Limitation: I am making an educated guess as to why films brought in higher revenue in the 1960s and 1970s. An additonal dataset with information about at-home entertainment systems would be an interesting evaluation. Is there a correlation?
Limitation: Were people going to the movies more often back in teh 1960s and 1970s? This dataset may record “popularity” but it doesn’t necessarily indicate how may people attended these movies.
2. Are high revenue films more popular than low revenue films?
As expected, yes, high revenue films are popular films. It is an easy assumption to make that, if people like a film, they will invest in it more, either by seeing it in the theatre multiple times and/or purchasing the film.
Limitation: high revenue films are popular, but are popular films high earners? It would be a good idea to confirm this. Are both variables predictors of the other?
Limitation: the variable “popularity” is a somewhat vague variable and I could not find much information online about how TMDb defines popularity. Is it the number of people who see the film? The number of times it plays? How many copies of the film people buy? How long the film is in theatres? Or is it another measure? While the relationship between popularity and revenue doesn’t change, the meaning of the results could change if the variable is more clearly defined.
3. Is there a positive relationship between runtime and revenue?
There is a positive relationship between runtime and revenue. You can clearly see in the bar graph how much higher revenue is for the “long” film runtime.
- I was surprised by this result at first, as I wasn’t sure there would be a well-defined relationship at all.
- I also expected that if there was a relationship, I didn’t think long films would necessarily be popular.
Limitations: Time is relative and subjective. Using runtime as a variable may be useful in determining the minimum and maximum film runtime to get the most return on investment, but people’s definitions of a “long” or “short” film may vary.
Liminations: After looking at the data more closely, 111 minutes (1 hour 51 minutes) isn’t really that long (to me). As I mentioned above, movie time length can be subjective and others may think a 2 hour film is long. If I did this analysis again, I might categorize the lengths differently or change the minute runtime into hour runtimes.

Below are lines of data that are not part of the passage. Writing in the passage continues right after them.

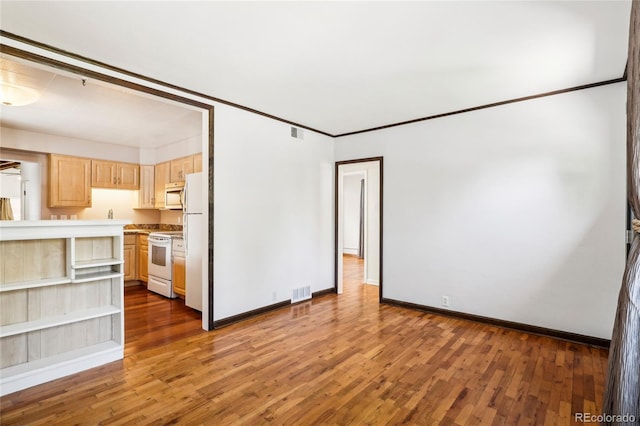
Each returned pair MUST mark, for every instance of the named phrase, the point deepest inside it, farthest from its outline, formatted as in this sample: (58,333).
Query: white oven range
(160,262)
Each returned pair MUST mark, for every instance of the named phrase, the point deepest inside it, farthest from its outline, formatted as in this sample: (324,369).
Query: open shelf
(23,285)
(69,277)
(95,263)
(96,276)
(49,322)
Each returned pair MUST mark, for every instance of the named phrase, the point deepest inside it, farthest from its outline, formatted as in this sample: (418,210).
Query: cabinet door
(178,275)
(69,181)
(162,177)
(143,257)
(197,162)
(104,174)
(180,168)
(147,193)
(128,176)
(129,262)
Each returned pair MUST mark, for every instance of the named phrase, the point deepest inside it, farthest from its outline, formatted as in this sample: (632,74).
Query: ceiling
(337,67)
(74,107)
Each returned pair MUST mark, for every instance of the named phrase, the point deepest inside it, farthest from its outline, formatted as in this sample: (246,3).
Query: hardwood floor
(151,320)
(334,360)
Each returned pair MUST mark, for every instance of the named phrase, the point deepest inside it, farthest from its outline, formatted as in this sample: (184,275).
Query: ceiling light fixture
(12,94)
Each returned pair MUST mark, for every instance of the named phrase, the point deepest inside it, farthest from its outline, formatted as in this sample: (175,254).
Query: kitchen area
(103,230)
(162,202)
(84,149)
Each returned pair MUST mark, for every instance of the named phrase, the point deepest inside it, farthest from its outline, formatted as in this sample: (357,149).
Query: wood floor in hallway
(335,360)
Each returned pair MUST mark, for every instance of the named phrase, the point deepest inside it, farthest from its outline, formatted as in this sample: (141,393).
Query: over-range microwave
(173,195)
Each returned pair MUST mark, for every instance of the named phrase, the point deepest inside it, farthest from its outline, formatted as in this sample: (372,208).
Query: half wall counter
(61,299)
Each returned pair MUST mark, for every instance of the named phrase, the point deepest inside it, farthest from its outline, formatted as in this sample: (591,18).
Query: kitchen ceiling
(72,106)
(341,67)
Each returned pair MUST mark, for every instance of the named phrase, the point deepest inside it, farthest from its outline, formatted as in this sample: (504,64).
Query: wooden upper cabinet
(162,177)
(197,162)
(180,168)
(69,181)
(128,176)
(103,174)
(108,174)
(147,194)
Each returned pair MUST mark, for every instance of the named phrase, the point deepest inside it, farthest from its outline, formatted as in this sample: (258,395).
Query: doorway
(358,223)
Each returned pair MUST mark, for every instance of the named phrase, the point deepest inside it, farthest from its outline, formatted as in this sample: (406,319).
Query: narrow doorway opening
(359,227)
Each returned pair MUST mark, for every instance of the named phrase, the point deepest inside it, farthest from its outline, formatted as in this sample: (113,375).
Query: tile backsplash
(154,226)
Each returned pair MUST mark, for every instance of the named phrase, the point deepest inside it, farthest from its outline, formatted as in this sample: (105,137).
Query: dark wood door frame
(337,218)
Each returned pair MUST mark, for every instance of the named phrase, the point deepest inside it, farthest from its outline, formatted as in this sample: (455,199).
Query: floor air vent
(300,293)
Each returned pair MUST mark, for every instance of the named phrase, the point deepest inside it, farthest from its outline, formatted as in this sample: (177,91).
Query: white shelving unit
(61,299)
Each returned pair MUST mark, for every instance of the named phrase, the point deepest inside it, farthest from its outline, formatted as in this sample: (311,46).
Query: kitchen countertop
(139,231)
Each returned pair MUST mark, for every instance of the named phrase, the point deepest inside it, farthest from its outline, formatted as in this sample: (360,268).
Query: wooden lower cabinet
(143,257)
(179,275)
(130,270)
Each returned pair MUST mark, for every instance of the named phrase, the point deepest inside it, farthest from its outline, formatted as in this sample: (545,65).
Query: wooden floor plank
(337,359)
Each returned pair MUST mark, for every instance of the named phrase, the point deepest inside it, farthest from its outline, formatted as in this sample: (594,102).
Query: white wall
(351,199)
(515,212)
(273,207)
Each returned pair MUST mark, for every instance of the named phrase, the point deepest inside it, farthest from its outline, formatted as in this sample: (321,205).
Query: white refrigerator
(194,232)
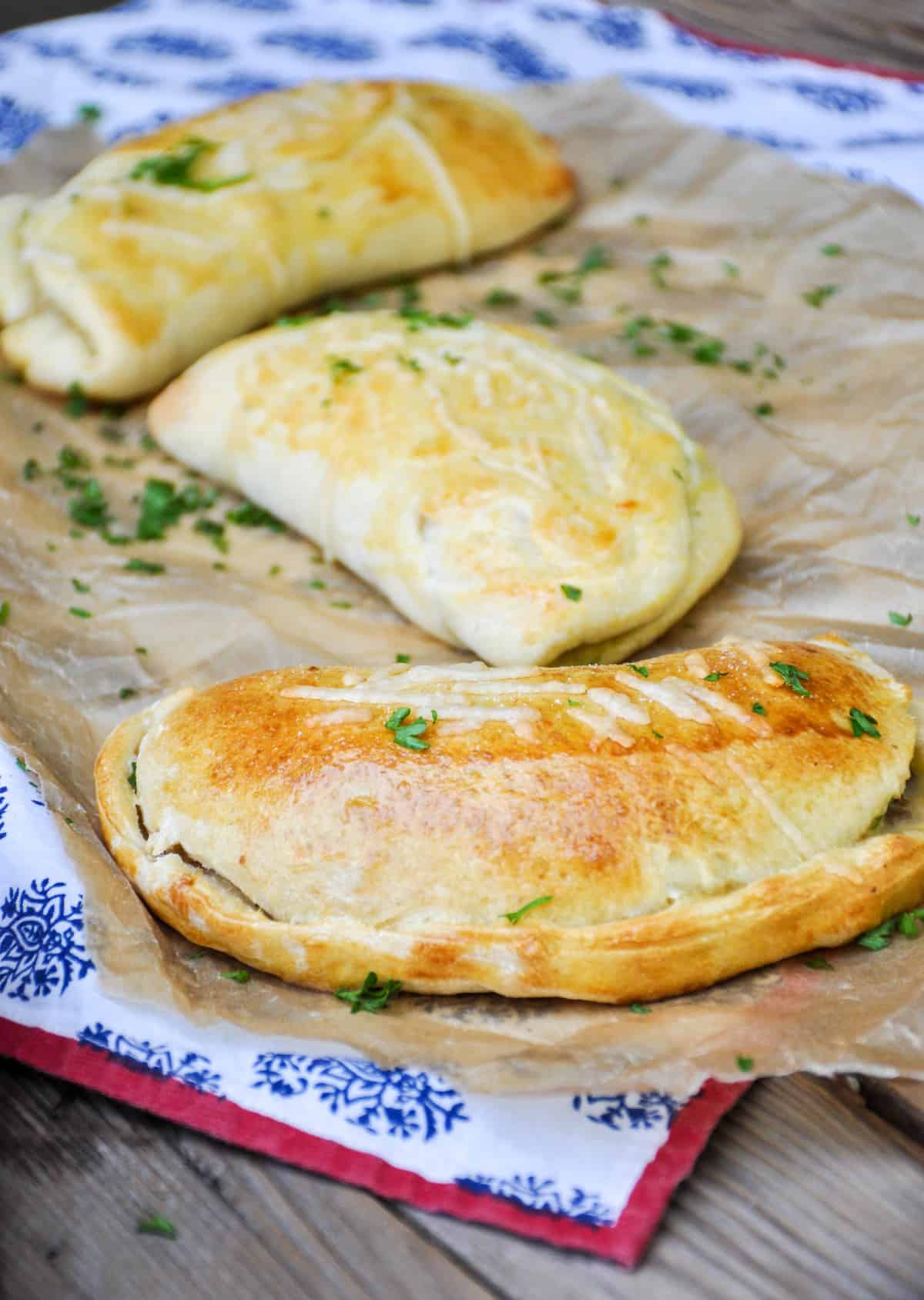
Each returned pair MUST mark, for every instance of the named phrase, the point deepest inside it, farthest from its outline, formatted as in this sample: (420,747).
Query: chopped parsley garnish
(568,285)
(657,266)
(863,725)
(370,996)
(341,368)
(253,516)
(158,1226)
(407,733)
(176,168)
(500,298)
(708,353)
(793,678)
(514,916)
(819,296)
(880,936)
(77,404)
(819,963)
(138,566)
(419,317)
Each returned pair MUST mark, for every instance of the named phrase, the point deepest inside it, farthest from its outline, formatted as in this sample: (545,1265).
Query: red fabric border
(624,1241)
(728,43)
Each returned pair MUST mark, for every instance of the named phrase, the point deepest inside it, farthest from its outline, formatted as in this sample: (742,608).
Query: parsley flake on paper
(863,725)
(819,296)
(370,996)
(880,936)
(176,168)
(502,298)
(793,678)
(156,1225)
(77,404)
(515,916)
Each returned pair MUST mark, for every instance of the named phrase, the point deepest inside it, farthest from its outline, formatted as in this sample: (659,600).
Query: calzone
(614,833)
(504,494)
(170,243)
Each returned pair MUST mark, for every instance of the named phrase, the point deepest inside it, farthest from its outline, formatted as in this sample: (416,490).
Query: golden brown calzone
(672,823)
(170,243)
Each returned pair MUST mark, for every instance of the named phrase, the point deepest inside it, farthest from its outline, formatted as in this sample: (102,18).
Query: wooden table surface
(810,1188)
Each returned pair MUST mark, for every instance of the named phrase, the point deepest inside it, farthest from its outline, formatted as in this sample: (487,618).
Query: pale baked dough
(681,836)
(470,472)
(119,283)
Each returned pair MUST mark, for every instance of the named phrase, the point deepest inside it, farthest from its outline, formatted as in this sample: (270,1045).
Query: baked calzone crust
(671,823)
(170,243)
(502,493)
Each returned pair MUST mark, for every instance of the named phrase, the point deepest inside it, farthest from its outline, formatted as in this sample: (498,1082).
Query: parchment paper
(825,480)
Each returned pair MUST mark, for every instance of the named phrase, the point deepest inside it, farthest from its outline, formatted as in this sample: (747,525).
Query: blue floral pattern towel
(149,60)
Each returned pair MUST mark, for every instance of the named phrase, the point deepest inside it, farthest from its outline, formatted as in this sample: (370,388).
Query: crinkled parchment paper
(827,476)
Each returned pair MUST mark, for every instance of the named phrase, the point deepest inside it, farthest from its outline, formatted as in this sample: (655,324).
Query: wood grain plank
(801,1194)
(79,1171)
(899,1101)
(889,33)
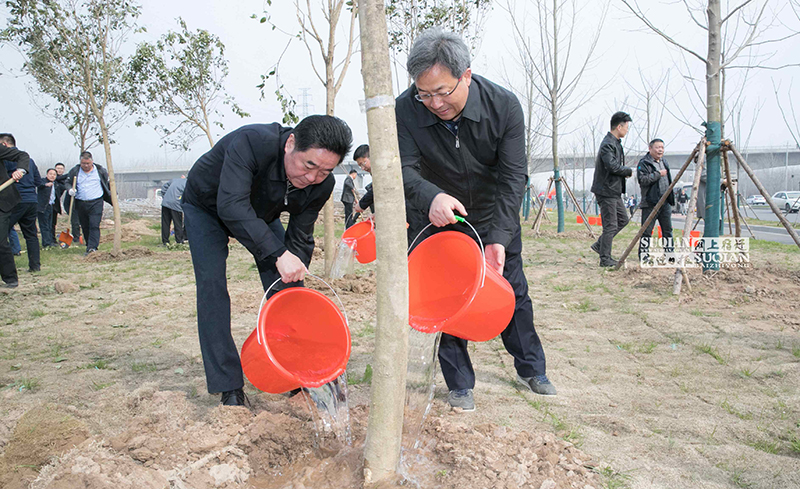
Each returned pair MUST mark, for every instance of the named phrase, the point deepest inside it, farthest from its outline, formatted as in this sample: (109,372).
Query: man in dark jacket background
(349,197)
(13,164)
(90,192)
(462,149)
(24,212)
(171,210)
(608,186)
(239,189)
(47,201)
(654,179)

4. Are high revenue films highly rated?
Yes, high revenue films also receive high ratings. I was a little surprised at these findings; just because a movie brings in a lot of money doesn’t automatically make it a “good” film. Then again, this is a subjective measure.
Limitations: Just like with the “popularity” variable, TMDb doesn’t define “average rating” in this dataset. I made the assumption that it was a film rating.
Final Thoughts
This dataset was very interesting to work with and there are many ways to measure the characteristics of a high revenue film than the ones I used. If I were to do this project over, I would re-consider some of the variables I chose to evaluate my questions. The dataset could be improved with more information about some of the variables, such as popularity and average ratings. While the lack of a definition doesn’t affect the calculations, it can affect the story I tell with the data.